Opinion

No one helped. No one understood.

An anonymous student shares their story of the damage done by misconceptions about consent

I don’t know if this is the place to share my story, but with so many sexual assault happenings being opened up and spoken about, I feel like I should say something.

They go to Imperial. They were a friend, someone who provided comfort and companionship. I never wanted anything sexual to occur between us, and I had told them on multiple occasions, and every time the subject arose I would refuse.

As with many of these stories, my sexual assault happened when I was drunk. I was drunk, and as I often did, I went over to theirs because it was a safe place, or so I believed, and I didn’t want to wake my roommate at the time.
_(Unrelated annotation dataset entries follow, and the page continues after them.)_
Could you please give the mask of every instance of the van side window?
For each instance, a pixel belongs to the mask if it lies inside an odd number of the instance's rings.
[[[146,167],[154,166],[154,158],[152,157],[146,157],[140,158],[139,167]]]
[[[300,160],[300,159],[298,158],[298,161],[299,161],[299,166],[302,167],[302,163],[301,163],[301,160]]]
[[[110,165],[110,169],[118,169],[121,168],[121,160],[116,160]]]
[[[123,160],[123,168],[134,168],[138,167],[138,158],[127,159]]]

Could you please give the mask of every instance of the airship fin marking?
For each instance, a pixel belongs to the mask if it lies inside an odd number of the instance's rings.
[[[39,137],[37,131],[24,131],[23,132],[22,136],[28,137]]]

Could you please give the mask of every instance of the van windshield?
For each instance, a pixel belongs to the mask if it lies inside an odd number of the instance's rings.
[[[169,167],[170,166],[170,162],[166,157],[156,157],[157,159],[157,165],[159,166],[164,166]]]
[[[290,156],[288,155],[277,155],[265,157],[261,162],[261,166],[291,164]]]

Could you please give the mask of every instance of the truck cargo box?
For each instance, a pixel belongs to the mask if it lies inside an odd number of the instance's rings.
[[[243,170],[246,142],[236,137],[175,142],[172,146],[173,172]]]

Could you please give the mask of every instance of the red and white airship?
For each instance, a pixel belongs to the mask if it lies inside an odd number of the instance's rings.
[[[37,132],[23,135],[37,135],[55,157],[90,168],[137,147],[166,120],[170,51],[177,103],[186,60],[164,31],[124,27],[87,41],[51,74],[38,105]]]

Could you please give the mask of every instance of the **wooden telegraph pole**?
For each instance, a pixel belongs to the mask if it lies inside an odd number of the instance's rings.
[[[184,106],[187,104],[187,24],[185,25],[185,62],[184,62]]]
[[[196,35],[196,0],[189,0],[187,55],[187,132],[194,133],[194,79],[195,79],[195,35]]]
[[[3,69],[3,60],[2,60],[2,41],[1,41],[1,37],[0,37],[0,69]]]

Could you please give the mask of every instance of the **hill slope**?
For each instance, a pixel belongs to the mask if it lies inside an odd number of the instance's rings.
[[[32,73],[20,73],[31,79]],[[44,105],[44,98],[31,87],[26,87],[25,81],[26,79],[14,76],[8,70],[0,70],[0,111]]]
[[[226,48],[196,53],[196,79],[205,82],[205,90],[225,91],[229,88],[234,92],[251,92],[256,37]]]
I was drunk enough that I drifted in and out of the realisation that my trousers were no longer on me, they were inside me, and then it was over. I woke up, half naked with them beside me. Unlike other stories, I didn’t leave straight away. I asked them what happened, my heart in my mouth, shaking. They told me we had sex. Then I left. I was so scared. My friend, my companion – were they entitled to these things of me? People I turned to and asked all told me things that didn’t help: “You were drunk and went over, what did you expect?”, “You’ve been seeing them for a while, it was bound to happen at some point”, “Just...don’t go over again”, “They did nothing wrong”, “It wasn’t rape”, “It’s a grey area.”

No one helped. No one understood. Even now, six months down the line, my heart races and my head pounds when they’re bought up in conversation.

It’s hard to forgive your closest friends for not understanding. I still don’t think I have. What’s even harder is how I now see that others feel they can treat my body as just that – a body. Now it’s been violated and used, I can see just how out of control of it I am. Even to the point where a friend of mine held me too close for too long and didn’t stop when I told him to let go. It’s MY body. It’s MY choice. Not anyone else’s. Never anyone else’s.